V-JEPA 2.1: LeCun’s World Model Architecture Posts New Robotics Benchmarks
What it is: Yann LeCun and collaborators (several now at AMI Labs) released V-JEPA 2.1, the latest version of the JEPA video model. It achieves state-of-the-art on action anticipation and object tracking benchmarks and posts a 20% improvement in real-robot grasping success over its predecessor. (arXiv)
Why it matters: This is the first concrete technical signal from LeCun’s camp since AMI Labs raised $1B on the JEPA thesis two weeks ago. The robotics results in particular matter: the model learns manipulation tasks from just 62 hours of unlabeled robot video, with no task-specific training or reward. If JEPA architectures can generalize physical skills from small data, the capital advantage of massive GPU clusters shrinks and the value of proprietary physical data (see: Mind Robotics) grows.
Mind Robotics Raises $500M Series A on Rivian Factory Data
What it is: Mind Robotics, a Rivian spin-off, closed a $500M Series A led by Accel and a16z. The company trains industrial robots using Rivian’s proprietary factory sensor data and custom silicon.
Why it matters: Industrial incumbents are discovering their operational data (the physics of how things move, break, and assemble) is as or more valuable than their products. This creates a new category of “data-rich” robotics startups where the moat isn’t hardware design, it’s access to high-fidelity physical interaction data. We expect more spin-outs from automakers and heavy manufacturers.
Broadcom Ships 400G Optical DSP at OFC 2026
What it is: Broadcom debuted Taurus at OFC 2026, the first 400G-per-lane optical DSP, enabling 1.6T and 3.2T transceivers purpose-built for the GPU clusters announced at GTC.

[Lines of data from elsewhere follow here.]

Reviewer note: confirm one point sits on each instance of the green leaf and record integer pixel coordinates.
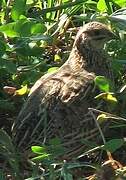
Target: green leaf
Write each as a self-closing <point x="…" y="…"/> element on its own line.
<point x="9" y="30"/>
<point x="38" y="149"/>
<point x="22" y="91"/>
<point x="18" y="9"/>
<point x="2" y="48"/>
<point x="8" y="65"/>
<point x="101" y="6"/>
<point x="121" y="3"/>
<point x="5" y="141"/>
<point x="113" y="145"/>
<point x="102" y="83"/>
<point x="38" y="28"/>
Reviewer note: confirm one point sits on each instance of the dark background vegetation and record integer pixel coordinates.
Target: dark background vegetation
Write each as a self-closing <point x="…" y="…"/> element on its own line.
<point x="36" y="37"/>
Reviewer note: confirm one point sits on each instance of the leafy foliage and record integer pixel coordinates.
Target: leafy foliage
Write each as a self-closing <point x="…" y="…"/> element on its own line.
<point x="35" y="38"/>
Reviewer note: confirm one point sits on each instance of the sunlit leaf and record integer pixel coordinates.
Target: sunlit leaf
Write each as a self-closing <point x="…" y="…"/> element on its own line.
<point x="113" y="145"/>
<point x="8" y="65"/>
<point x="9" y="30"/>
<point x="102" y="117"/>
<point x="9" y="89"/>
<point x="2" y="48"/>
<point x="111" y="98"/>
<point x="22" y="91"/>
<point x="38" y="28"/>
<point x="101" y="6"/>
<point x="18" y="9"/>
<point x="38" y="149"/>
<point x="121" y="3"/>
<point x="6" y="141"/>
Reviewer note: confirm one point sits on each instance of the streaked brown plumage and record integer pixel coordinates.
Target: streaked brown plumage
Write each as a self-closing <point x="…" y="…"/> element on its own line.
<point x="58" y="103"/>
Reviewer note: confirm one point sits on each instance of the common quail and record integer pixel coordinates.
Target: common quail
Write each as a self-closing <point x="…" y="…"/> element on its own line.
<point x="57" y="107"/>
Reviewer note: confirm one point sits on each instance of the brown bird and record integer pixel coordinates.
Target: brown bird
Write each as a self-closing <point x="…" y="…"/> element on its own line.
<point x="57" y="107"/>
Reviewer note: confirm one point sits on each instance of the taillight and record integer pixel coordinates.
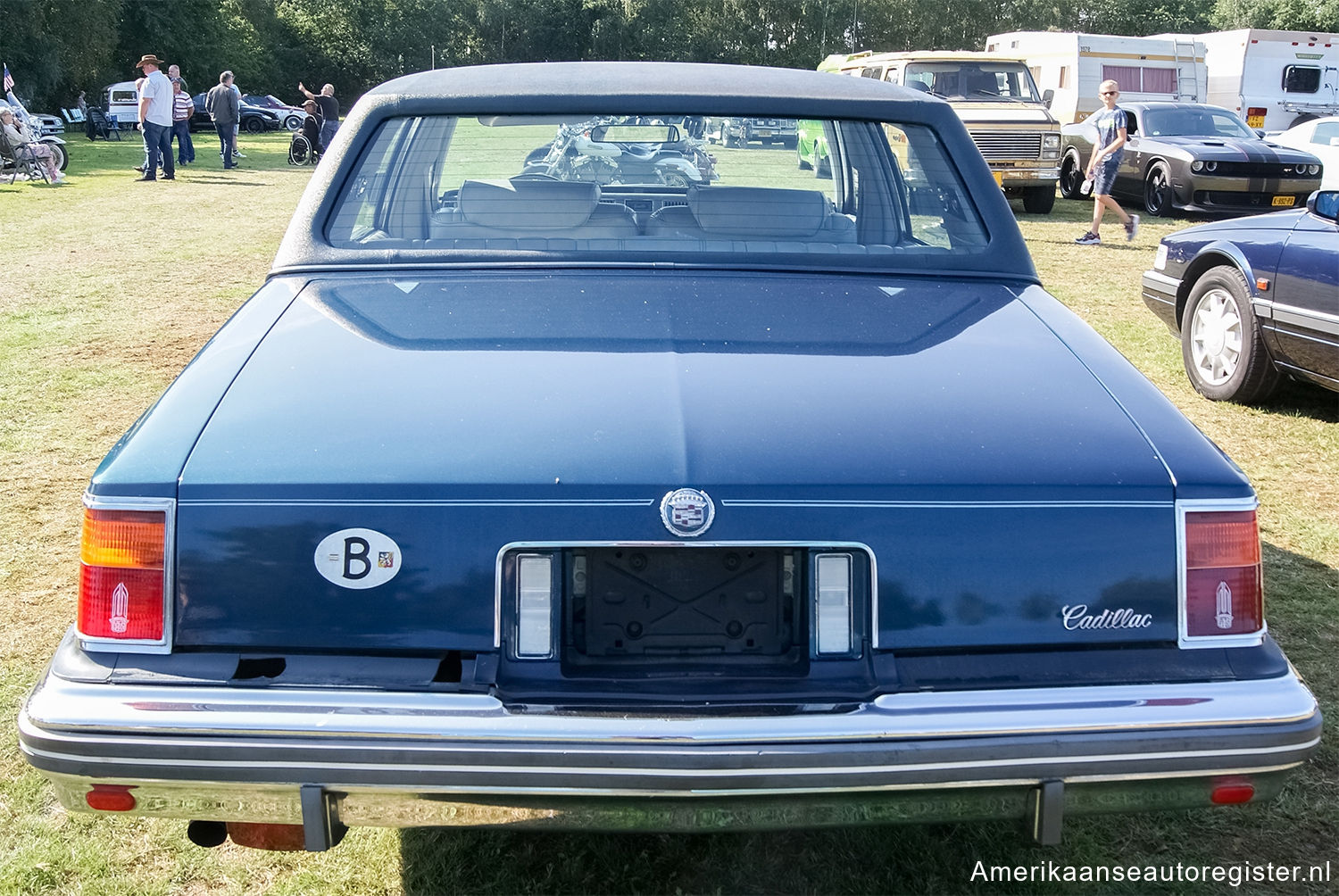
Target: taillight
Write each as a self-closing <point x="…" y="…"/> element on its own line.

Why it matters: Compute is scaling faster than the network connecting it. As NVIDIA moves to rack-scale systems with tens of thousands of dies, the interconnect becomes the binding constraint. Broadcom is positioning as the chokepoint for all distributed AI training.
Deep Dive From The Review
NVIDIA’s latest AI rack, Vera Rubin, produces the heat of 160 homes. The next generation will double that. The one after will likely double it again.
The industry is racing to solve the heat problem, from subsea data centers to launching servers into orbit. But the most likely next step is the least exotic: liquid cooling.
The catch? The hardware is the easy part. The real cost is operational. It rewires how facilities are built, staffed, diagnosed, and run.
Our latest by Strange Research Fellow Rahul Narula explores what changes, and where the opportunity sits.
Strange Signals: Data of the Week
The numbers are adding up fast. In a survey of tech CEOs released this week, 66% reported they no longer plan to backfill roles lost to voluntary attrition. “Replacing departing staff with AI agents” entered the Top 5 strategic priorities for the first time. (SaaStr)
The layoff data supports it. Block cut 4,000 employees in February (40% of headcount). Atlassian cut 1,600 on March 11 (10% of staff, over 900 in R&D). Meta is reportedly planning to cut up to 20% of its 79,000-person workforce, roughly 15,000 roles, to offset $135B in AI capex. (TechCrunch, CNBC)
HR agency Challenger, Gray & Christmas’ data puts it in context: 12,304 job cuts have been explicitly attributed to AI through February 2026, 8% of all announced cuts. That’s up from 5% for the full year of 2025 and 3% since tracking began in 2023. Tech sector cuts are up 51% year over year. Meanwhile, announced hiring plans are down 56% compared to the same period last year, the lowest since tracking began in 2009. (Challenger)
We think companies might be entering a “low-hire, low-fire” era where headcounts shrink through unreplaced attrition and targeted restructuring rather than headline layoffs. Enterprise budgets are being redirected from headcount to AI tooling.